The civil rights training took place on July 25 and was presented by Mark Johnson, an attorney who focuses on constitutional law at Dentons Law Firm.
During the training, Johnson presented a lesson on the history of the U.S. Constitution and different cases which have shaped the student First Amendment laws, such as the Tinker vs. Des Moines School District case, where students were expelled for wearing black armbands in protest of the Vietnam War.
Johnson focused on the black armband case because it resulted in the Tinker Substantial Disruption test which states “conduct by the student…[which] materially disrupts classwork or involves substantial disorder or invasion of the rights of others is, of course, not immunized by the constitutional guarantee of freedom of speech,” according to Johnson’s civil rights power point.
The most common practice of this standard is students posting about other students on social media and trying to balance students’ First Amendment rights with a safe school environment. Rachel England, the district’s attorney, says the most common call she receives is parents approaching her with a printed Snapchat or Instagram post.
“If we think [the post is] going to cause a substantial disruption, we can discipline the students, but that makes you predict the future,” England said. “And I think school administrators are well aware that students have First Amendment rights but when it actually comes down to split minute decisions, it’s really difficult to predict things like will there be a substantial disruption.”
In addition to the training, the district has also adopted a new policy for non-school sponsored, student-organized events, such as protests. The district now asks that students approach administration to organize a time and location for the event so the district can be sure to have appropriate safe-guards in place. If a spontaneous protest occurs, the district is now able to redirect it and plan the protest for a different day instead.
Lauren Bonds, the ACLU attorney who sued the district on behalf of the three students at the walkouts, believes the new policies and training will decrease First Amendment conflict in the future, such as the conflict following the 2016 election when the district breached teachers’ freedom of expression by banning them from wearing safety pins in protest of President Trump’s victory.

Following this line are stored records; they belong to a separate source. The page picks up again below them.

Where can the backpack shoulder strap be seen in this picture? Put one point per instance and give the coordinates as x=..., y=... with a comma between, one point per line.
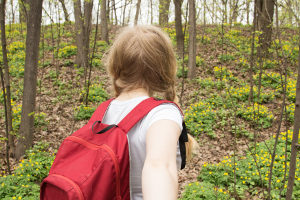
x=142, y=110
x=100, y=111
x=137, y=113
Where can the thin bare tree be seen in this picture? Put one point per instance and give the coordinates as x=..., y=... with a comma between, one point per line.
x=295, y=145
x=104, y=25
x=30, y=77
x=63, y=5
x=192, y=39
x=138, y=8
x=164, y=6
x=6, y=78
x=178, y=28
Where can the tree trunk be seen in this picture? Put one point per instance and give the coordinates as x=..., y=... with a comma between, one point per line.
x=151, y=8
x=30, y=76
x=192, y=39
x=252, y=61
x=224, y=2
x=6, y=78
x=265, y=11
x=248, y=10
x=12, y=11
x=115, y=12
x=23, y=10
x=213, y=12
x=164, y=6
x=62, y=2
x=234, y=11
x=295, y=136
x=104, y=26
x=124, y=13
x=79, y=32
x=178, y=27
x=138, y=7
x=83, y=28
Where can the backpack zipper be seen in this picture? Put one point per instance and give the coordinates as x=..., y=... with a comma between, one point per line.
x=75, y=186
x=109, y=151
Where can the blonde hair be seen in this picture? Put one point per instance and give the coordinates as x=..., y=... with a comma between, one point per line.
x=143, y=57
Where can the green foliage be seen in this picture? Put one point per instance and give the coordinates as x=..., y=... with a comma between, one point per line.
x=226, y=58
x=199, y=61
x=24, y=182
x=84, y=112
x=252, y=173
x=224, y=73
x=67, y=51
x=257, y=114
x=200, y=118
x=290, y=111
x=16, y=57
x=96, y=93
x=205, y=191
x=290, y=90
x=242, y=94
x=39, y=118
x=269, y=79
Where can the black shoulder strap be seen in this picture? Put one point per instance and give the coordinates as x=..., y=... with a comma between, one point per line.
x=182, y=140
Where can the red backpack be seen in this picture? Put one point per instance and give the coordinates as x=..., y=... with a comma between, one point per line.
x=93, y=163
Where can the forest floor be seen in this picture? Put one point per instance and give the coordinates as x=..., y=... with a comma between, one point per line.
x=61, y=86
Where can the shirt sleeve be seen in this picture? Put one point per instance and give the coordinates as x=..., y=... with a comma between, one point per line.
x=162, y=112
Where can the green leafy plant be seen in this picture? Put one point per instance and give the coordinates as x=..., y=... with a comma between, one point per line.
x=200, y=118
x=67, y=51
x=257, y=114
x=24, y=182
x=96, y=93
x=252, y=173
x=84, y=112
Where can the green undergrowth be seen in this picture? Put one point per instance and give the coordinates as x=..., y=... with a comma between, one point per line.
x=25, y=181
x=216, y=181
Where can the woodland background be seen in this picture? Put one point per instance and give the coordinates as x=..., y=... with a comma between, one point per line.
x=238, y=65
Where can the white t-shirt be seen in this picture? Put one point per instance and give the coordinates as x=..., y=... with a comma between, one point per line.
x=137, y=135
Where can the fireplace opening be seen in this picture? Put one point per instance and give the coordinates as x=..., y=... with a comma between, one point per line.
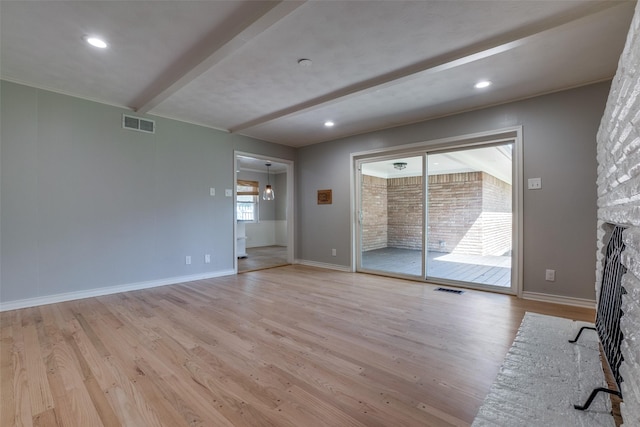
x=609, y=313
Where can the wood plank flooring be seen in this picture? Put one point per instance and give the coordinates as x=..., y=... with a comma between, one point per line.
x=289, y=346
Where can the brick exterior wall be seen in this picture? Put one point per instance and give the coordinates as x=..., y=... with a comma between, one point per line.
x=468, y=213
x=619, y=203
x=374, y=220
x=405, y=212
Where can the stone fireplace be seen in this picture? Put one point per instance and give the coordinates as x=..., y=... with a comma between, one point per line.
x=619, y=203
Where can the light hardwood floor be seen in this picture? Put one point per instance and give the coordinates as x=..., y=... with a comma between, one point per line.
x=290, y=346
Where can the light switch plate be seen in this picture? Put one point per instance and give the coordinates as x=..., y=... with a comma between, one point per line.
x=534, y=183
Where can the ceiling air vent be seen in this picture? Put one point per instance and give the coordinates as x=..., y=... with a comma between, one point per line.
x=139, y=124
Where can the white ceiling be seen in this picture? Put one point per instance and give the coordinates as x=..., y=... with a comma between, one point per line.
x=233, y=65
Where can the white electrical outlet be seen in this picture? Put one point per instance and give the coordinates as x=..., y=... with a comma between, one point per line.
x=550, y=276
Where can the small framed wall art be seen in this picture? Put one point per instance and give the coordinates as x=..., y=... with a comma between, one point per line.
x=324, y=197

“[The lawsuit was caused by] a lack of information [and a] lack of understanding of what the law requires and permits,” Bonds said. “So that’s really what we’re hopeful will come out of that training is that everyone will have a better handle on what student protections are and what the school can do in order to maintain order.”
Following these events, Bonds foresees the district taking responsibility for their actions and handling Civil Rights mix-ups better.
“We’re hopeful this is perhaps a new era for the Shawnee Mission School District,” Bonds said. “The reason this lawsuit ended up getting filed is because the administration wasn’t willing to acknowledge its faults and take the steps, so I think we’re definitely in a different place with the new superintendent and we’re optimistic about the district’s new attorney as well. Hopefully we’ll be able to resolve it with just a few conversations and we can count on the district to take control of those actions.”